Dünyadaki en zengin 26 kişinin serveti, dünya nüfusunun yarısının sahip olduğu tüm varlığa eşit. Sizce bu sonuçta bir tuhaflık yok mu?
Ancak, birazda diğer taraftan bakalım isterseniz. Siz bu insanları görmezden gelirseniz neler oluyor onu irdeleyelim.
TÜİK verilerine göre son 11 yılda ülkemizde;
Öldürme 6 kat
Hırsızlık 7 kat
Kaçakçılık 9 kat
Cinsel suçlar 10 kat
artarak rekor kırmaya devam ediyor.
Yani problemlerini çözemediğiniz, istihdam yaratamadığınız insanlar, topluma zarar vermeye devam ediyorlar.

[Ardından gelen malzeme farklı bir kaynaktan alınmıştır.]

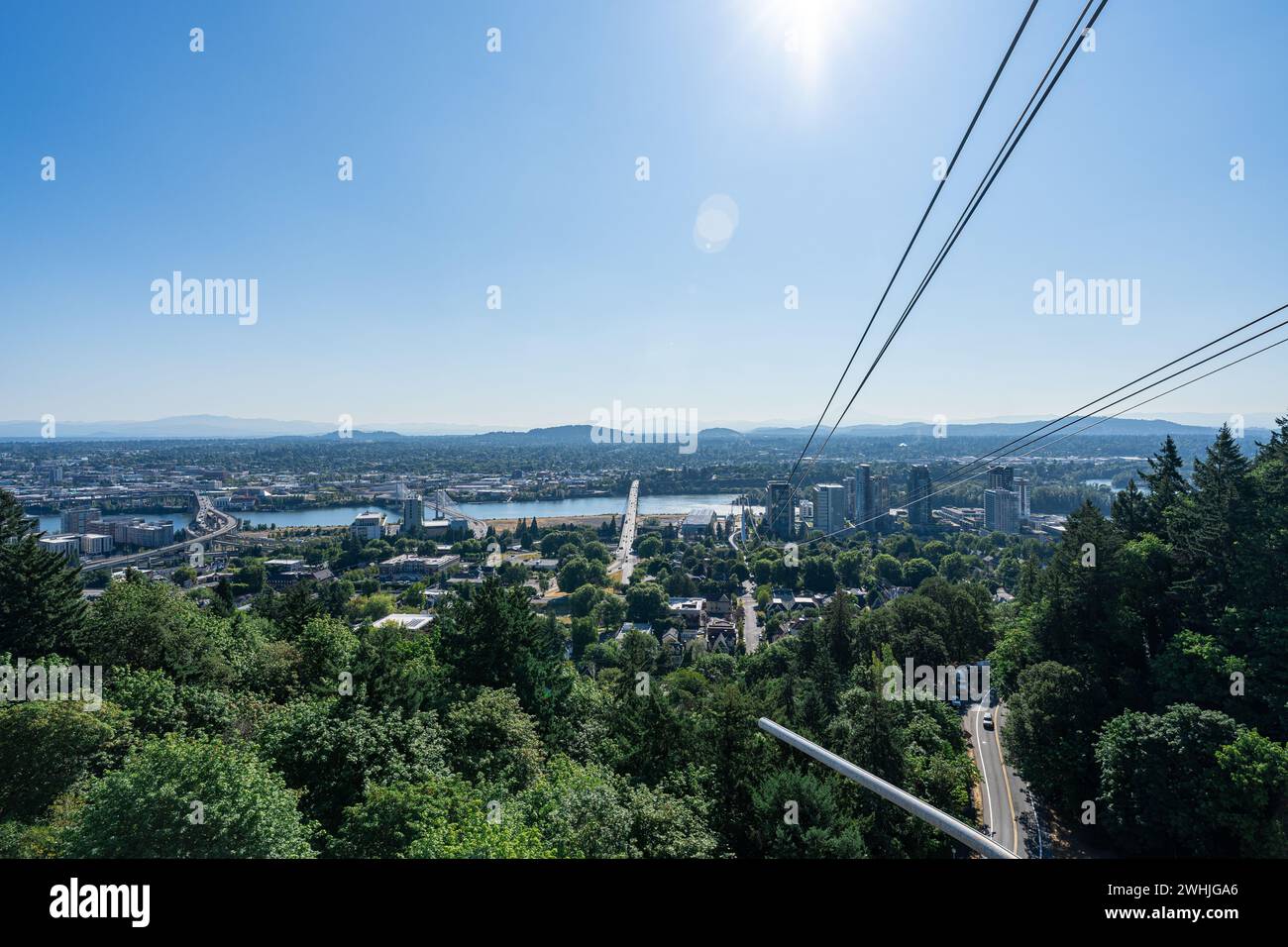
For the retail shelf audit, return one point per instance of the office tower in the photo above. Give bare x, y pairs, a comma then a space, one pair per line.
778, 512
1003, 510
1021, 487
880, 513
1001, 478
829, 508
863, 496
413, 515
918, 495
76, 519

Toplumdaki oluşan problemleri çözmek için kılını kıpırdatmayıp kendi yarattığı güvenlikli gettolarında yaşayan bu insanlar bir süre sonra dışarı çıkamayacak duruma gelip er ya da geç bu suçlardan dolayı muzdarip olacaklardır.

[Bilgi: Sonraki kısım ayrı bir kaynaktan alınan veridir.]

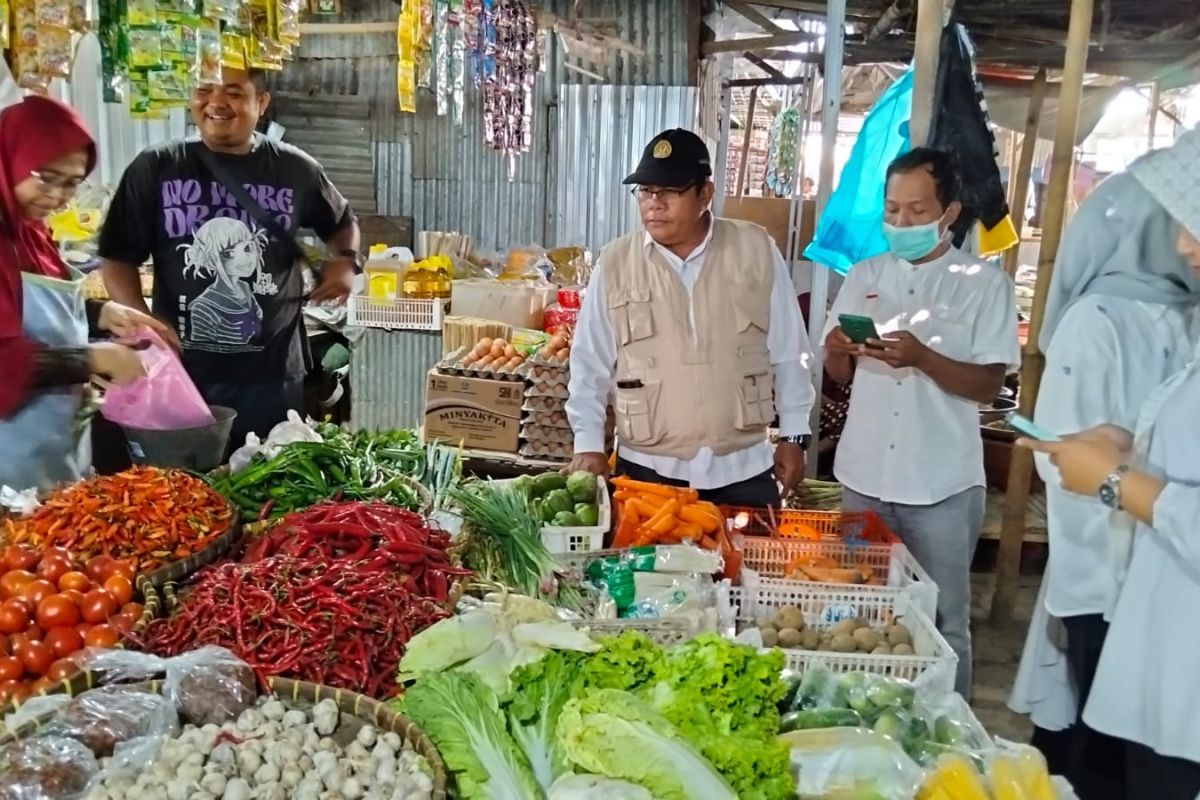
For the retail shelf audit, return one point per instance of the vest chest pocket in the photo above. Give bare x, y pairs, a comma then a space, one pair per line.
637, 414
756, 398
633, 317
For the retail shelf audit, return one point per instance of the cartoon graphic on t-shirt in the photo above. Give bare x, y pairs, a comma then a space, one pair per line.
226, 317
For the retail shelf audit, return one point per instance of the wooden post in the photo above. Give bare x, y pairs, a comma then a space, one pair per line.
1020, 176
747, 136
924, 59
831, 109
1008, 564
1155, 101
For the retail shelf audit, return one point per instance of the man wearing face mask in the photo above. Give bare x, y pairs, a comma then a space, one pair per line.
911, 449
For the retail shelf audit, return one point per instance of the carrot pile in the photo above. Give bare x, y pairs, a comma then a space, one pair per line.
651, 513
145, 515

Merak ediyorum, Karl Marx’la Büyükada’da bir kafede oturup İstanbul’a bakarak çayımızı yudumlasaydık, kendisine bu gelir dağılım adaletsizliğinden rakamlarla örnekler verseydim acaba bana nasıl bir tavsiyede bulunurdu?

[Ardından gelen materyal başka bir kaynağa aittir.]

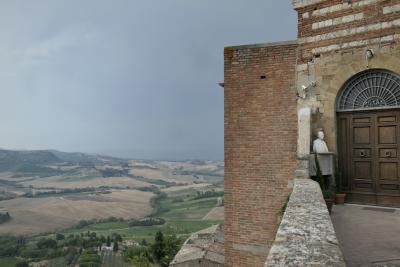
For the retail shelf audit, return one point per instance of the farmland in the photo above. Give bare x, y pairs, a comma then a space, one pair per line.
52, 200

Sanırım şöyle başlardı: “Das Capital”i kaleme aldıktan sonra 154 yıl geçmiş olmalı. Bu kitabımda aslında kapitalist sistemin kendi sonunu nasıl getireceğini anlatmıştım. Manifestom’da ise Dünyanın bütün işçilerini, yönetici sınıflardan iktidarı almak için birleşmeye ve mücadeleye çağırmıştım. Bu çağrım beni istenmeyen kötü adam ilan etsede dostum F.Engels ile ciddi mücadeleler vermek zorunda kalmıştık.
Ancak görüyorum ki Dünya çok daha kötüye gitmiş. İnsanların hayatlarının aslında ne kadar berbat ve umutsuz olduğunu unutturacak icatlar yapmışsınız.
-Üstadım nasıl icatlar örnek verebilir misin?
-Elbette, televizyon mesela bu icat şuan insanların geçim sıkıntısını, sınıfsal eşitsizliğini, her türlü problemini unutturmak için icat edilmiş gibi…
Aptalca diziler, filmler, futbol, yarışma programları sanki insanlar oyalansın ve zaman doldursun, böylece sorun çıkarmasın diye kurgulanmış, bir nevi afyon gibi olduğunu düşün.
Ayrıca özgür gibi görünsenizde bana göre çok daha mahkûm bir haliniz var. Örneğin sosyal medya ve kredi kartlarıyla sistem sizin sevdiğiniz, sevmediğiniz her şeyi kaydediyor. Sanırım buna, big data deniyor. Bu bilgilerden sizin kime oy verebileceğinizden hangi ürünü satın alacağınıza kadar her özel kararınız yorumlanabilir.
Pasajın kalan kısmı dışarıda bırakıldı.